This paper introduces Long-Short Chain-of-Thought Mixture Supervised Fine-Tuning (LS-Mixture SFT), which combines long and short CoT datasets to fine-tune non-reasoning LLMs, achieving a 2.3% average accuracy improvement and 47.61% response length reduction on reasoning benchmarks.
Supervised Learning, Fine-tuning, Large Language Model, Reasoning, Efficiency
Bin Yu, Hang Yuan, Yuliang Wei, Bailing Wang, Weizhen Qi, Kai Chen
Harbin Institute of Technology, East China Normal University, Zhongguancun Academy, Zhongguancun Institute of Artificial Intelligence
Generated by grok-3
Background Problem
The paper addresses the challenge of transferring reasoning capabilities from large reasoning models (LRMs) to non-reasoning large language models (LLMs) via supervised fine-tuning (SFT) using distilled Chain-of-Thought (CoT) data. A key issue is the ‘overthinking’ problem inherited from teacher models, where student models generate verbose and redundant reasoning chains, leading to inefficiency during inference. The research aims to solve this by enabling non-reasoning models to perform efficient reasoning without sacrificing accuracy, specifically by avoiding the overthinking issue during the distillation stage.
Method
The proposed method, Long-Short Chain-of-Thought Mixture Supervised Fine-Tuning (LS-Mixture SFT), focuses on eliciting efficient reasoning in non-reasoning LLMs. Its core idea is to mix long CoT reasoning trajectories (distilled from LRMs) with their shorter, structure-preserved rewritten versions to train models that balance comprehensive and concise reasoning. The implementation involves three stages:
- Structure-preserved CoT Rewriting: A large language model (Qwen2.5-72B-Instruct) rewrites long CoT trajectories into shorter versions while maintaining logical structure and critical steps using constrained prompts, creating a short CoT dataset.

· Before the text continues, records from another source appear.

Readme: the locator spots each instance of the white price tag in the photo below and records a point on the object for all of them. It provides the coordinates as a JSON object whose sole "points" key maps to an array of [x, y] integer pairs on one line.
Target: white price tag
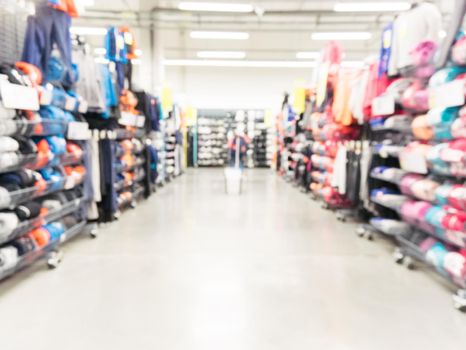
{"points": [[78, 131], [383, 105], [141, 121], [83, 106], [448, 95], [45, 97], [414, 162], [69, 183], [19, 97], [70, 104], [128, 119]]}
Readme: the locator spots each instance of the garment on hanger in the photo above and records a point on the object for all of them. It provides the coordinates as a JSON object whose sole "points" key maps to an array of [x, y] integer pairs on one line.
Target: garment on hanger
{"points": [[48, 28], [421, 23], [89, 85], [385, 49], [339, 170]]}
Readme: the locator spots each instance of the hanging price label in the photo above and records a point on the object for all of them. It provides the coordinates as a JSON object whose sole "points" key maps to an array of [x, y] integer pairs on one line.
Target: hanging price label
{"points": [[45, 97], [78, 131], [83, 106], [383, 105], [141, 121], [19, 97], [70, 104], [128, 119], [447, 95], [414, 162]]}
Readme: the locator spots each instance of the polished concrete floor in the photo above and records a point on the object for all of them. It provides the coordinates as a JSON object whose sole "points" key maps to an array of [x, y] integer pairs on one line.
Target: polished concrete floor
{"points": [[193, 268]]}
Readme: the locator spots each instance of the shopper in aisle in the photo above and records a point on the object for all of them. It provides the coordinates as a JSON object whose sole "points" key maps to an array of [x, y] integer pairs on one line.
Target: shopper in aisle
{"points": [[238, 142]]}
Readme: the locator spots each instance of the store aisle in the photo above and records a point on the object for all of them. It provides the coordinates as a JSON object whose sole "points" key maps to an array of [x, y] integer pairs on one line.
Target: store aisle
{"points": [[194, 269]]}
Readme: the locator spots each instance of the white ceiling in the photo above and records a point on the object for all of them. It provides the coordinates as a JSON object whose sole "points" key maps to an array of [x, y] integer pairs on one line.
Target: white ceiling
{"points": [[283, 30]]}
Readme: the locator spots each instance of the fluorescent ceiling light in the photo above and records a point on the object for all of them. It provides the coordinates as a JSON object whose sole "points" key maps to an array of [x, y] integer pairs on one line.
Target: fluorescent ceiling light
{"points": [[100, 51], [341, 36], [226, 63], [376, 6], [219, 35], [215, 7], [101, 60], [305, 55], [85, 3], [88, 31], [221, 54]]}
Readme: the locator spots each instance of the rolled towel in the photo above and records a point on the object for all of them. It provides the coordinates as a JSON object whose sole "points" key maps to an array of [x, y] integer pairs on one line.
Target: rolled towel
{"points": [[29, 210], [5, 198], [8, 222], [8, 144], [8, 258]]}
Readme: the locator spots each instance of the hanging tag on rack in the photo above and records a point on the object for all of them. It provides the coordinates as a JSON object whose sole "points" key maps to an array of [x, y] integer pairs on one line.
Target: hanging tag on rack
{"points": [[83, 106], [447, 95], [70, 104], [141, 121], [128, 119], [45, 96], [19, 97], [383, 105], [78, 131], [414, 162]]}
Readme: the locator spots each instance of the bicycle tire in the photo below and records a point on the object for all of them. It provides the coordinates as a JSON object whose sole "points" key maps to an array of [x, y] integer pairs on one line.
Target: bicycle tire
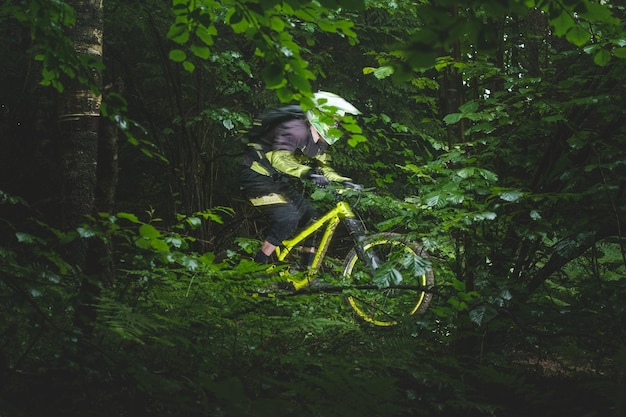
{"points": [[386, 305]]}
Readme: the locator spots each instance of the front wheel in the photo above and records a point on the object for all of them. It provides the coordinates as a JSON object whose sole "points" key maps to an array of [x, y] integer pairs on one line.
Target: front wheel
{"points": [[396, 287]]}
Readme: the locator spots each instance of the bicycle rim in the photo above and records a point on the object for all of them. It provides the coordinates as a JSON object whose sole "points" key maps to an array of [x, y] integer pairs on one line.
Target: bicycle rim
{"points": [[397, 289]]}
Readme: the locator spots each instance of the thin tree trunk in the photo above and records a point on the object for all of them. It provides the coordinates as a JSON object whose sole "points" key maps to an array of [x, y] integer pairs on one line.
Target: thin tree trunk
{"points": [[79, 117]]}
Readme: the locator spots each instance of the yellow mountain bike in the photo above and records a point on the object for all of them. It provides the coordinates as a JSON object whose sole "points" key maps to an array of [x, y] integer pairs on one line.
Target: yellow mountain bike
{"points": [[385, 276]]}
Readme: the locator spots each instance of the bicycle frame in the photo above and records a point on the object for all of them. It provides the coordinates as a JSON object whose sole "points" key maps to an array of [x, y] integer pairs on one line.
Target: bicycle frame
{"points": [[331, 219]]}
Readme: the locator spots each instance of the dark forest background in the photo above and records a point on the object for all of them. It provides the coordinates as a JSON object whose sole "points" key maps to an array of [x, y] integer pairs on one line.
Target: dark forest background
{"points": [[492, 131]]}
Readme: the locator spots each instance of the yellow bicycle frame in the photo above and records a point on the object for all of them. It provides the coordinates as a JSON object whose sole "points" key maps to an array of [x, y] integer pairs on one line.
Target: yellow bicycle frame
{"points": [[331, 219]]}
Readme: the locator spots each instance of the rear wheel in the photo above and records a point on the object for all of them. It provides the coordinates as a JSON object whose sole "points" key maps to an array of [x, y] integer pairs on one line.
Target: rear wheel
{"points": [[396, 288]]}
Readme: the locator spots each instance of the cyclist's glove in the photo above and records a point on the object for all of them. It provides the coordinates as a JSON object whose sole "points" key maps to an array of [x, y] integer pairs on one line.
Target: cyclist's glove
{"points": [[319, 180], [352, 186]]}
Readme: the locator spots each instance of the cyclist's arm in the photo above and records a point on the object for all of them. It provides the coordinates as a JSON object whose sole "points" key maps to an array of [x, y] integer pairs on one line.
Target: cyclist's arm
{"points": [[323, 162], [287, 163]]}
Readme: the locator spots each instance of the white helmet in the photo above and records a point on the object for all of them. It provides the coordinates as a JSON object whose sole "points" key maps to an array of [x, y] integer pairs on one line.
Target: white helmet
{"points": [[329, 106]]}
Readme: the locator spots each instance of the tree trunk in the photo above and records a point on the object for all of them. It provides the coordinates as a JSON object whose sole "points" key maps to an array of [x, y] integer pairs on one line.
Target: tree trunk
{"points": [[79, 117]]}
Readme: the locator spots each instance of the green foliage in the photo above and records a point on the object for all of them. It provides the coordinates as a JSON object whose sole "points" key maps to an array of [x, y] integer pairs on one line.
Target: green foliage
{"points": [[268, 26]]}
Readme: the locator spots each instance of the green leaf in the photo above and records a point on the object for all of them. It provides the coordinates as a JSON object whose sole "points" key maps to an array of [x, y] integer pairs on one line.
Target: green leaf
{"points": [[602, 58], [578, 36], [201, 51], [452, 118], [273, 75], [379, 73], [189, 66], [511, 195], [354, 140], [149, 231], [620, 52], [177, 55], [562, 24]]}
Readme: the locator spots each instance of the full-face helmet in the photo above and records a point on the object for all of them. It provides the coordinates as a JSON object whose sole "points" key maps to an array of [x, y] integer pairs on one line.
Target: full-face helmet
{"points": [[329, 107]]}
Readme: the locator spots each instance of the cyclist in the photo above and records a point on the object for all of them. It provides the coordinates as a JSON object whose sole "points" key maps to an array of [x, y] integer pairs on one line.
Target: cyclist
{"points": [[294, 148]]}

- Mixture Supervised Fine-Tuning: The long and short CoT datasets are randomly combined into a mixed dataset (s1K-mix), which is used to fine-tune a non-reasoning LLM (Qwen2.5-32B-Instruct) with special tokens (
, ) to separate reasoning and answer parts, optimizing for both detailed and brief reasoning patterns. - Inference-time Balanced Thinking: During inference, the model uses a balanced thinking prompt to generate reasoning chains that optimize both effectiveness and efficiency, avoiding extremes of overthinking or oversimplification.
Experiment
The experiments were conducted using the s1K-mix dataset, derived from the s1K-1.1 dataset (1,000 long CoT instances from DeepSeek R1), with short CoT versions created via structure-preserved rewriting (984 instances after filtering errors). The setup involved fine-tuning Qwen2.5-32B-Instruct into s1-mix-32B, compared against baselines like s1.1-32B, DeepSeek R1, and OpenAI o1 series on three reasoning benchmarks: MATH500 (math problems), AIME24 (high school math competition), and GPQA Diamond (PhD-level science questions). The design aimed to test both accuracy and response length, reflecting efficiency. Results showed s1-mix-32B outperforming s1.1-32B with accuracy improvements of 2.2% (MATH500), 6.7% (AIME24), and 2% (GPQA), averaging a 2.3% gain, while reducing response length by 47.61%. Ablation studies confirmed the efficacy of structure-preserved rewriting over direct compression and the mixture strategy over long-only or short-only datasets, with balanced thinking mode at inference proving optimal. However, the benchmark selection is narrow, focusing on math and science, which may not generalize to other reasoning tasks. The results match the expectation of improved efficiency and accuracy, but lack qualitative analysis of rewritten CoTs or failure cases.
Further Thoughts
The LS-Mixture SFT approach opens up several avenues for deeper exploration. One intriguing aspect is the potential integration with dynamic mixture ratios—could the proportion of long to short CoT data be adjusted during training based on real-time model performance or task complexity, perhaps using reinforcement learning signals? This could address potential overfitting to either verbose or overly concise reasoning styles. Additionally, the reliance on a specific rewriter model (Qwen2.5-72B-Instruct) raises questions about robustness—how would the method perform with weaker or domain-specific rewriters, and could this introduce biases in the short CoT data? Comparing this approach to other efficiency-focused methods, such as token-budget allocation or reinforcement learning-based compression (as mentioned in related work), might reveal complementary strategies. Furthermore, extending the evaluation to diverse reasoning domains beyond math and science, such as commonsense reasoning or ethical dilemmas, could validate the generalizability of the method. Finally, connecting this to broader AI safety and alignment research, concise reasoning could reduce interpretability challenges in LLMs, but might also risk losing critical intermediate steps needed for transparency—how can this trade-off be managed?